Le premier est pointé du doigt pour « rétention de budgets ». En clair, le ministère des Finances, pour imposer une réforme des services de lutte contre les incendies se heurtant à l’hostilité du corps des sapeurs-pompiers, avait subordonné l’octroi de toute enveloppe budgétaire à l’adhésion des sapeurs-pompiers à la réforme envisagée. Une tactique que le Trésor avait rôdée en d’autres circonstances. Lorsque l’incendie s’est déclarée pour prendre de l’ampleur en raison des vents violents, les services de lutte contre les incendies n’ont pas disposé des moyens pour y faire face.
Quand au second, il lui est reproché, disons, de n’avoir pas « donné du poing sur la table » ou encore mis sa démission dans la balance pour contraindre le gouvernement à plancher sérieusement et rapidement sur la question, afin de prévenir toute catastrophe.
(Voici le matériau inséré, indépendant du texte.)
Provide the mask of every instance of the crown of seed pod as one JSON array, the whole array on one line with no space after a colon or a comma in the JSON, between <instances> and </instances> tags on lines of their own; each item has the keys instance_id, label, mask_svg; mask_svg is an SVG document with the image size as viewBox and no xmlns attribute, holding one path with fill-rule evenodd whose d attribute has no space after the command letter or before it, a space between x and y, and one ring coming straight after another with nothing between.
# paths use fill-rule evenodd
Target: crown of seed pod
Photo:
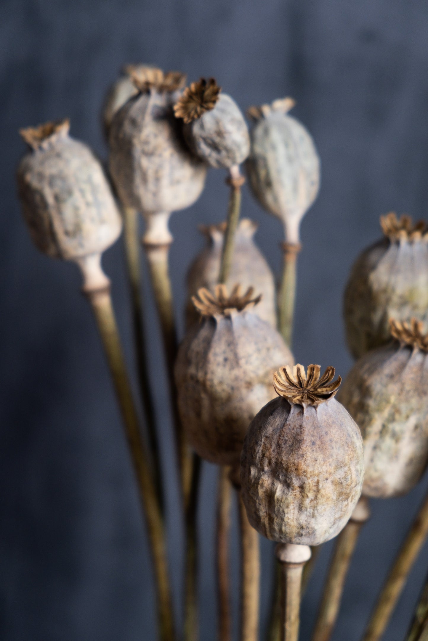
<instances>
[{"instance_id":1,"label":"crown of seed pod","mask_svg":"<svg viewBox=\"0 0 428 641\"><path fill-rule=\"evenodd\" d=\"M366 496L409 492L428 460L428 334L422 324L391 320L395 340L362 356L340 401L359 426Z\"/></svg>"},{"instance_id":2,"label":"crown of seed pod","mask_svg":"<svg viewBox=\"0 0 428 641\"><path fill-rule=\"evenodd\" d=\"M263 297L253 308L253 312L276 327L276 301L275 279L270 267L254 242L257 225L248 219L242 219L236 230L230 274L226 285L231 287L240 283L245 290L252 285L257 292L262 292ZM201 287L214 291L218 282L221 251L225 240L226 223L219 225L201 225L200 231L208 241L207 247L192 263L187 274L187 302L186 326L198 320L200 314L192 301Z\"/></svg>"},{"instance_id":3,"label":"crown of seed pod","mask_svg":"<svg viewBox=\"0 0 428 641\"><path fill-rule=\"evenodd\" d=\"M255 197L282 221L287 240L297 244L300 221L318 192L320 160L308 131L288 115L294 105L284 98L248 109L256 124L246 169Z\"/></svg>"},{"instance_id":4,"label":"crown of seed pod","mask_svg":"<svg viewBox=\"0 0 428 641\"><path fill-rule=\"evenodd\" d=\"M214 463L239 463L254 415L272 397L272 374L293 354L281 336L251 308L261 297L239 286L194 297L202 319L180 345L175 367L178 407L190 444Z\"/></svg>"},{"instance_id":5,"label":"crown of seed pod","mask_svg":"<svg viewBox=\"0 0 428 641\"><path fill-rule=\"evenodd\" d=\"M126 65L123 67L121 75L107 92L103 106L103 124L107 137L114 114L130 98L138 94L138 89L132 81L132 76L144 76L147 69L155 69L156 67L148 65Z\"/></svg>"},{"instance_id":6,"label":"crown of seed pod","mask_svg":"<svg viewBox=\"0 0 428 641\"><path fill-rule=\"evenodd\" d=\"M345 292L347 341L359 358L390 338L389 320L428 320L428 228L381 217L384 237L355 261Z\"/></svg>"},{"instance_id":7,"label":"crown of seed pod","mask_svg":"<svg viewBox=\"0 0 428 641\"><path fill-rule=\"evenodd\" d=\"M22 212L37 247L54 258L99 254L122 228L101 165L69 136L68 120L20 131L30 151L17 171Z\"/></svg>"},{"instance_id":8,"label":"crown of seed pod","mask_svg":"<svg viewBox=\"0 0 428 641\"><path fill-rule=\"evenodd\" d=\"M221 91L214 78L201 78L184 90L174 111L192 151L211 167L230 169L248 156L250 136L237 104Z\"/></svg>"},{"instance_id":9,"label":"crown of seed pod","mask_svg":"<svg viewBox=\"0 0 428 641\"><path fill-rule=\"evenodd\" d=\"M171 212L199 197L207 166L191 154L173 105L185 76L146 67L133 73L138 94L113 117L110 169L121 201L144 213Z\"/></svg>"},{"instance_id":10,"label":"crown of seed pod","mask_svg":"<svg viewBox=\"0 0 428 641\"><path fill-rule=\"evenodd\" d=\"M345 526L363 485L357 425L334 398L334 368L281 367L278 394L255 416L241 458L243 499L253 528L274 541L318 545Z\"/></svg>"}]
</instances>

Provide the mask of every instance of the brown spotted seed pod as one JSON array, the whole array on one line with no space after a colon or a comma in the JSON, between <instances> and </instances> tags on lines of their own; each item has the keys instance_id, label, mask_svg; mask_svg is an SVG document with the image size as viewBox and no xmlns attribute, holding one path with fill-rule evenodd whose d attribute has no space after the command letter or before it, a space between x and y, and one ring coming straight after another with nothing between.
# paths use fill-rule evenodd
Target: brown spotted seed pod
<instances>
[{"instance_id":1,"label":"brown spotted seed pod","mask_svg":"<svg viewBox=\"0 0 428 641\"><path fill-rule=\"evenodd\" d=\"M358 426L334 398L334 368L281 367L278 395L248 428L241 459L248 520L274 541L319 545L345 526L363 485Z\"/></svg>"},{"instance_id":2,"label":"brown spotted seed pod","mask_svg":"<svg viewBox=\"0 0 428 641\"><path fill-rule=\"evenodd\" d=\"M282 221L287 242L298 244L300 222L318 193L320 159L308 131L288 115L294 104L284 98L248 109L256 124L246 169L255 197Z\"/></svg>"},{"instance_id":3,"label":"brown spotted seed pod","mask_svg":"<svg viewBox=\"0 0 428 641\"><path fill-rule=\"evenodd\" d=\"M344 317L358 358L390 338L389 321L428 321L428 229L409 216L381 217L384 238L363 252L348 281Z\"/></svg>"},{"instance_id":4,"label":"brown spotted seed pod","mask_svg":"<svg viewBox=\"0 0 428 641\"><path fill-rule=\"evenodd\" d=\"M173 112L185 79L150 67L132 75L138 94L114 116L109 133L110 171L125 206L170 213L200 196L207 166L191 153Z\"/></svg>"},{"instance_id":5,"label":"brown spotted seed pod","mask_svg":"<svg viewBox=\"0 0 428 641\"><path fill-rule=\"evenodd\" d=\"M24 217L39 249L76 260L120 235L120 214L99 162L69 136L68 120L21 129L30 151L17 171Z\"/></svg>"},{"instance_id":6,"label":"brown spotted seed pod","mask_svg":"<svg viewBox=\"0 0 428 641\"><path fill-rule=\"evenodd\" d=\"M363 435L363 493L379 498L411 490L428 461L428 334L416 319L390 331L394 342L355 363L339 397Z\"/></svg>"},{"instance_id":7,"label":"brown spotted seed pod","mask_svg":"<svg viewBox=\"0 0 428 641\"><path fill-rule=\"evenodd\" d=\"M293 354L269 323L252 313L261 297L225 285L200 289L194 298L201 322L180 347L175 380L182 422L203 458L239 463L250 421L274 394L272 374Z\"/></svg>"},{"instance_id":8,"label":"brown spotted seed pod","mask_svg":"<svg viewBox=\"0 0 428 641\"><path fill-rule=\"evenodd\" d=\"M257 228L257 224L248 218L240 221L235 237L230 274L226 285L230 288L235 283L239 283L244 290L252 285L255 291L262 292L261 301L252 312L276 327L275 279L263 254L254 242ZM199 229L207 238L208 244L192 263L187 274L185 310L187 328L200 318L192 297L201 287L214 292L218 282L226 223L207 226L201 225Z\"/></svg>"},{"instance_id":9,"label":"brown spotted seed pod","mask_svg":"<svg viewBox=\"0 0 428 641\"><path fill-rule=\"evenodd\" d=\"M186 142L199 158L217 169L240 165L250 152L244 117L214 78L192 83L174 106L184 123Z\"/></svg>"}]
</instances>

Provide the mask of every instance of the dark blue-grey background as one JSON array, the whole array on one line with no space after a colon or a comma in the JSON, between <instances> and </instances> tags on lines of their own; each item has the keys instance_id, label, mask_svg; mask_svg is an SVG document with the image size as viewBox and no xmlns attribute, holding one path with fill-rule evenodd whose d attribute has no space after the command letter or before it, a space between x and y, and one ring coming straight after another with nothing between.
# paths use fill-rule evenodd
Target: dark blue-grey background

Certes, Eli Ychai a alerté, par courrier et de vive-voix tant le Trésor que la présidence du Conseil, mais sans aller au bout de sa responsabilité ministérielle.
En ce qui concerne le 1er ministre et les autres membres du gouvernement, il est évoqué une responsabilité indirecte, soit la fameuse responsabilité ministérielle collective qui sonne bien, mais n’a jamais conduit à une quelconque prise de responsabilité, soit démissionner. Binyamin Netanyahou, en particulier, sera égratigné, mais sans qu’il doive pour autant en tirer des conclusions personnelles.
Du reste, il semble que le juge Mika Lindenstrauss n’exige pas des ministres impliqués directement, Yuval Steinitz et Eli Ychai, de quitter leurs fonctions, les laissant maîtres de leur destin. Or, échouer, du moins sous nos latitudes, ne tire pas à conséquence. Et tout porte à croire que les deux hommes vont se défendre bec et ongles, par une démolition en règle des conclusions du rapport. C’est de survie politique qu’il s’agit pour l’un et l’autre, de plus à un moment où des senteurs d’élections anticipées sont dasn l’air. A moins qu’ils ne soient obligés de partir sous la pression de l’opinion publique. Comme ce fut le cas pour Golda Meir et Moshe Dayan après la guerre de Kippour. Le rapport de la commission Agranat les avait épargnés, qui avait imputé au chef d’état-major David Eliezer l’entière responsabilité de l’impréparation de l’armée. Mais l’un et l’autre ont été poussés à la démission par la rue israélienne.
(1) Le contrôleur de l’Etat a été amené à enquêter sur deux aspects : d’une part, en amont, les causes de l’indigence des services de sapeurs-pompiers et, d’autre part, le comportement des autorités pendant la catastrophe. Rappelons que le bilan de celle-ci s’est élevé à 44 morts, 77 maisons détruites, 173 endommagées à divers degrés, 17000 personnes évacuées et 4 millions d’arbres calcinés.